Recombinant Antibody Fragment Production in the Antarctic Marine Bacterium Pseudoalteromonas haloplanktis TAC125

Abstract

Within the biopharmaceutical industry, the antibody market is one of the fastest-growing segments, due to wide applications of recombinant antibodies and antibody fragments in research, diagnostics and therapy. Large-scale production of this protein class requires the use of a platform characterised by low costs, accessible for genetic modifications and easily scaled up. Although their production in prokaryotic hosts can significantly lower production costs, recombinant antibody production in conventional bacterial hosts, such as Escherichia coli, may result in formation of inclusion bodies. As protein solubility (and consequently its correct folding) may be enhanced by lowering of the expression temperature, a novel process for recombinant antibody fragment production at low temperatures was set up using Pseudoalteromonas haloplanktis TAC125 as recombinant expression host.

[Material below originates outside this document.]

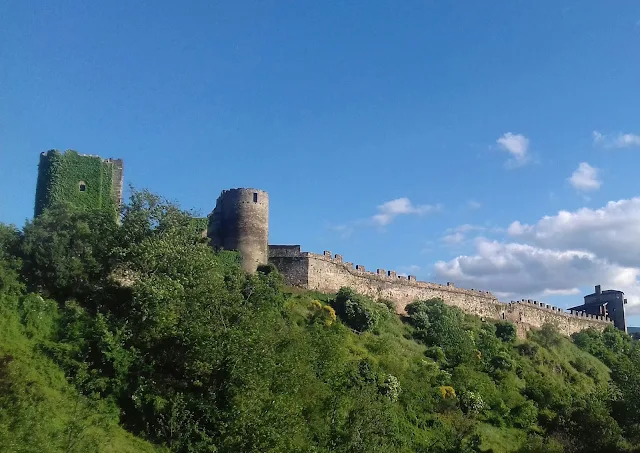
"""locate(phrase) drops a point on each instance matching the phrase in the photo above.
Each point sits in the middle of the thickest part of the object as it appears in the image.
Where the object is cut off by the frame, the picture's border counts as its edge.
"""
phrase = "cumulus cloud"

To test the versatility of the new process developed in the Antarctic Gram-negative bacterium, three model proteins, corresponding to the most common formats of antibody fragments, were produced: Fab, scFv and VH. Several critical aspects were considered in the construction of an ad hoc genetic expression system for each model protein, including the selection of molecular signals for periplasmic protein translocation and the choice of an optimal gene-expression strategy. For instance, an artificial operon was designed and constructed for Fab fragment production in fully heterodimeric form. Furthermore, a novel defined minimal medium was made up to maximise bacterial growth parameters and recombinant production yields. All antibody fragments were produced in soluble and biologically competent form. The observed ability of the Antarctic bacterium to produce recombinant antibody fragments was justified by the observation that P. haloplanktis TAC125 genome contains an unusually high number of genes encoding peptidyl-prolyl cis-trans isomerases, making this bacterium the host of choice for the recombinant production of this protein class.